Jeweled Water

A free-swimming male Sapphirina. Photo by Ned and Anna DeLoach

The salon is empty as I come up from my cabin. Squinting through the morning glare, I see my shipmates outside along the starboard railing. Their pointing fingers are followed by rounds of applause, cheers and excited chatter. This behavior isn’t unusual on liveaboard voyages, especially in Raja Ampat, Indonesia, where marine life is often as exciting above water as below. It’s usually pods of porpoises or whale spouts that send everyone scrambling to the rails. But this gathering is different. Instead of looking out to sea, every eye is cast straight down.

A male Sapphirina displays for mates.
A male Sapphirina displays for mates.

Intrigued, I pour a cup of coffee and wedge into the lineup beside Anna. Glancing over, she grabs my arm and stammers, “Sapphirinas like I’ve never imagined are everywhere! Look!” Following the sweep of her arm, I see hundreds of golden flashes beneath the surface. “This must be what the Japanese call ‘jeweled water,’” she adds with a sigh.

Like many divers, Anna and I have occasionally caught glimpses of mysterious winks of bright color while underwater. We later learned that the flashes are the nuptial displays of lovelorn male copepods commonly known as sea sapphires. For fear of being picked off by predators while near the sunlit surface, the tiny crustaceans (measuring between 0.05 and 0.16 inches) have evolved a unique adaptation that allows them to attract mates one second and thwart predators the next by becoming transparent, which is as close to invisible as nature allows.

A study in 2015 explained how different angles of light reflecting off stacked layers of honeycombed crystals create the ephemeral panoply of colors, which includes gold and blue-green iridescence.
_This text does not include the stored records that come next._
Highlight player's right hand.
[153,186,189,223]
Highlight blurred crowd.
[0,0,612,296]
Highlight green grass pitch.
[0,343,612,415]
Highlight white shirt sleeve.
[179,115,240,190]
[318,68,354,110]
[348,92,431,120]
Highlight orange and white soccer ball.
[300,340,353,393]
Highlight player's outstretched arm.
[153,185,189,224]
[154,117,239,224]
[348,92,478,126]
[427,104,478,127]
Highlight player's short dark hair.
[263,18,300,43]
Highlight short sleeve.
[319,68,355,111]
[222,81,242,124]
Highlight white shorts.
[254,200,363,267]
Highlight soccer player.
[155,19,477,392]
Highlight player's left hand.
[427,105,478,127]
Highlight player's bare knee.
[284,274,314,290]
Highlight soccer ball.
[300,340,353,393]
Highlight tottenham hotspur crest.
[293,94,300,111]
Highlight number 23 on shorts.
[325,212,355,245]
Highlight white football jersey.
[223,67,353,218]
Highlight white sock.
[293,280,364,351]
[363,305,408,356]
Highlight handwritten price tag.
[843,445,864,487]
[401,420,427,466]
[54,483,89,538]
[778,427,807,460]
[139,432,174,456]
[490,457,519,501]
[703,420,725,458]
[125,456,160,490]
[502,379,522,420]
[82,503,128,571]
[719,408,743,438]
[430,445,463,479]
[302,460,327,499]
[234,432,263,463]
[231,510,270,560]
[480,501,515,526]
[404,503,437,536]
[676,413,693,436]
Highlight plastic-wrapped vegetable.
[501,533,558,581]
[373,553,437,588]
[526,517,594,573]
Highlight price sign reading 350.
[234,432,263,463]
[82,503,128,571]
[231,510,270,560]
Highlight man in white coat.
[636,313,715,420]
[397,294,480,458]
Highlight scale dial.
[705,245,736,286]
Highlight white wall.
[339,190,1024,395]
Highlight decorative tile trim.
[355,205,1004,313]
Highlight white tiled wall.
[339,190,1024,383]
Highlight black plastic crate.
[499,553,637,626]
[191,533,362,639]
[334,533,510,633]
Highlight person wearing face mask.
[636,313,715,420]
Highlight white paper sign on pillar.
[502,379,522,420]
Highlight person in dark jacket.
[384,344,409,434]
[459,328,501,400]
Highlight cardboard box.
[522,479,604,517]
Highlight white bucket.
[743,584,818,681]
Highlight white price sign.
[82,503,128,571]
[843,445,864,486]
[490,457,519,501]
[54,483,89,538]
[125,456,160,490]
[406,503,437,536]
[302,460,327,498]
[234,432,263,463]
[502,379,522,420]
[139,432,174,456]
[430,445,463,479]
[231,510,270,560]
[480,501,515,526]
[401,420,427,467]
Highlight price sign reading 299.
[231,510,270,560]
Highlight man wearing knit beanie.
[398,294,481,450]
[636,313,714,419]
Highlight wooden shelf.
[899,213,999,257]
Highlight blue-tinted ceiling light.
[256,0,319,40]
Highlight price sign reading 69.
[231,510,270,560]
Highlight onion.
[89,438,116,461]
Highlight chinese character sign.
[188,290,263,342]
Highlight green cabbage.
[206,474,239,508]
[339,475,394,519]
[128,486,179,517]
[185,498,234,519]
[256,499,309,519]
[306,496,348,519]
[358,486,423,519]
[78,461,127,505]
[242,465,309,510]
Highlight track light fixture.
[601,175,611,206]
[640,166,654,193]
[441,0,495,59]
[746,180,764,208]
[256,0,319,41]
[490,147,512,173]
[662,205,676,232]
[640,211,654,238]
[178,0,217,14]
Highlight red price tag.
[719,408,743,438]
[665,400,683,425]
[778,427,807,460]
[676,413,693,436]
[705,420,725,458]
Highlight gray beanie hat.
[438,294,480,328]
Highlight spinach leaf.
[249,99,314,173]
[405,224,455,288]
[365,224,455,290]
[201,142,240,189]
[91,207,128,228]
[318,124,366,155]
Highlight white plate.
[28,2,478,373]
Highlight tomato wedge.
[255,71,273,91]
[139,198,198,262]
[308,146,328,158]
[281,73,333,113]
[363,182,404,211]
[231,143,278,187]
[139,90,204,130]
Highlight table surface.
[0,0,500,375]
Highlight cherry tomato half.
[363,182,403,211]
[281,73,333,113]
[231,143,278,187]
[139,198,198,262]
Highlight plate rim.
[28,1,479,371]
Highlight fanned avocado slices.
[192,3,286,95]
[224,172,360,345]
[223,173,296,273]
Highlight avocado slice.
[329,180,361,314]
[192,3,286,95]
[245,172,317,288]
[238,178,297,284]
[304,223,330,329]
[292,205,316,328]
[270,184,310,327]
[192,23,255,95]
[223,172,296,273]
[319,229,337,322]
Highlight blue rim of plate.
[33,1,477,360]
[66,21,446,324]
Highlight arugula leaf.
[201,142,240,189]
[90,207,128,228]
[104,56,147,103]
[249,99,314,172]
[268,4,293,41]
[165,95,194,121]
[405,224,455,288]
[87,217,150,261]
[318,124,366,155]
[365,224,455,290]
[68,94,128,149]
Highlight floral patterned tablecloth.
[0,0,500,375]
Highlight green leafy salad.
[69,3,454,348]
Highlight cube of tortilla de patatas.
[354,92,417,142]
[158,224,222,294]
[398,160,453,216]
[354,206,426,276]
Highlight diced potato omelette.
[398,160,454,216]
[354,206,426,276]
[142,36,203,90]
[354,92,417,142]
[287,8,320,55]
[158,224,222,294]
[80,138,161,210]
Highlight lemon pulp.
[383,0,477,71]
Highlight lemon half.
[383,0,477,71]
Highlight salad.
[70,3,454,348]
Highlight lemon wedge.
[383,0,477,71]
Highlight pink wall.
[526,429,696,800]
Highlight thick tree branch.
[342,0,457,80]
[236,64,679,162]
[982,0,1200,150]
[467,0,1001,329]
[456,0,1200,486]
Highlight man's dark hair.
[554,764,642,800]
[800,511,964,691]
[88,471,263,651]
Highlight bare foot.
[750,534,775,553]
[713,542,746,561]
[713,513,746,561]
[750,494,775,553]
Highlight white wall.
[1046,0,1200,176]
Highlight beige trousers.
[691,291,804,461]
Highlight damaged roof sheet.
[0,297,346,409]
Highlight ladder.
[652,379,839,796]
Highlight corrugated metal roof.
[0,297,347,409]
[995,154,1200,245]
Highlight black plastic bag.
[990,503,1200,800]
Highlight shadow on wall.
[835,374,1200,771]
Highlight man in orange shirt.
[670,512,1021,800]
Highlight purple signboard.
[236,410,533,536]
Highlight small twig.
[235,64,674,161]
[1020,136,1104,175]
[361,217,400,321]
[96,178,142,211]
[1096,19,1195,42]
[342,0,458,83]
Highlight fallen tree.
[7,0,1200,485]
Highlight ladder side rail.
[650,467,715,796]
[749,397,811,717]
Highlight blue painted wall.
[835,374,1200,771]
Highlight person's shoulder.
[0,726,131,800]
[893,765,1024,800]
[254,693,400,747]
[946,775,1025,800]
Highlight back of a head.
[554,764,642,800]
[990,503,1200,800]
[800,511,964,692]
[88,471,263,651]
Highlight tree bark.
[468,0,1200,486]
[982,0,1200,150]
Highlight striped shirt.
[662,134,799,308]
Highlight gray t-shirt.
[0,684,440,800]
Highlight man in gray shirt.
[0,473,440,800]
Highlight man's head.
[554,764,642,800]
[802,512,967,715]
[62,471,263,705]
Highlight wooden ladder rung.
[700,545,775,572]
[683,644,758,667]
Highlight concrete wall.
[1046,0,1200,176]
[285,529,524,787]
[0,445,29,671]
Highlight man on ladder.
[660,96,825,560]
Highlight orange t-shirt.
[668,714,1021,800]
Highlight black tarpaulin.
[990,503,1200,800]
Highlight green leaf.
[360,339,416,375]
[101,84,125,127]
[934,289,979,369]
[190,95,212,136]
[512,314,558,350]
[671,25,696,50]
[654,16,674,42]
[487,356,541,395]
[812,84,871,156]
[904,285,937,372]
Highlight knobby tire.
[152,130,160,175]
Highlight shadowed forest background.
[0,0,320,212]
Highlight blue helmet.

When the light’s angle descends into the lower wavelengths, the sea sapphires spontaneously disappear.

A female Sapphirina with attached egg sacs

Copepods are one of the most abundant groups of animals in the ocean and a key component of the food web. Along with an assortment of oceanic creatures, they make vertical migrations from the depths each evening to feed near the surface under the cover of darkness — except for those in the genus Sapphirina, which alter their schedule to mate in the morning sunlight.

A salp releases an asexually produced nurse chain.

Almost everyone, except possibly Anna, has forgotten about the sea sapphires by the time we tumble over the sides of our dinghy and head for an outcropping where we plan to ride the current along a sloping reef line. Rounding the point, our group is whisked into a undersea dreamscape bewitched by blinking males stretching as far as the eye can see.

Our dive becomes a breathtaking bluewater drift among not only impassioned copepods but also salps. These pelagic relatives of bottom-dwelling tunicates float past in see-through pods and attach together in long, glistening chains. We are swimming in a salp bloom, precipitated by a phytoplankton bloom, which is the gelatinous vegetarians’ favorite food. And as we are about to discover, the sudden wealth of salps plays a pivotal role in the sea sapphires’ love life.

I impulsively attempt to photograph the winking copepods, which promptly turns into an exercise in frustration. A tug on my fin breaks my concentration. Anna holds up her slate with a single bold word: females. She nods toward Wendy Brown, our cruise director, hovering near the surface. As I arrive, Wendy points toward a salp with a female Sapphirina inside with two streaming egg sacs. A brief survey reveals numerous females riding inside the salps and tiny males occasionally clinging to the outside. Things happen rapidly in the reproductive world of Sapphirinas. Researchers in an aquarium setting have recorded females mating, producing eggs, and then, along with their hatchlings, consuming the salps’ organs before abandoning the premises, all within 48 hours.

blank
A female Sapphirina hitches a ride inside a salp.

My attention shifts to the ubiquitous open-ended, barrel-shaped salps that move about by drawing in water along with phytoplankton, which are filtered with a centrally located feeding net. The scheme works to perfection: Fueled by phytoplankton, salps have one of the fastest growth rates and most rapid generational turnovers of any multicellular animal.

The salps’ two-part reproductive cycle orchestrates the unprecedented production. Single embryos, sexually produced inside the central canals of fertilized females, increase in length by up to an astounding 20 percent an hour. After leaving home and floating free, each pod soon asexually produces a spiraling chain consisting of up to 100 miniature adults. At their peak, blooms can increase populations by 250 percent a day until the phytoplankton are devoured. Without food the salps starve in short order and sink, taking a payload of atmospheric carbon to the seafloor. By luck, we are swimming through one of the ocean’s phenomenal boom-and-bust cycles, with Sapphirinas highlighting the unforgettable affair.

Eager to repeat the experience, we go back to the site after lunch. To our chagrin, only a scattering of salps remains, and the jeweled water is gone — vanishing as quickly as it appeared.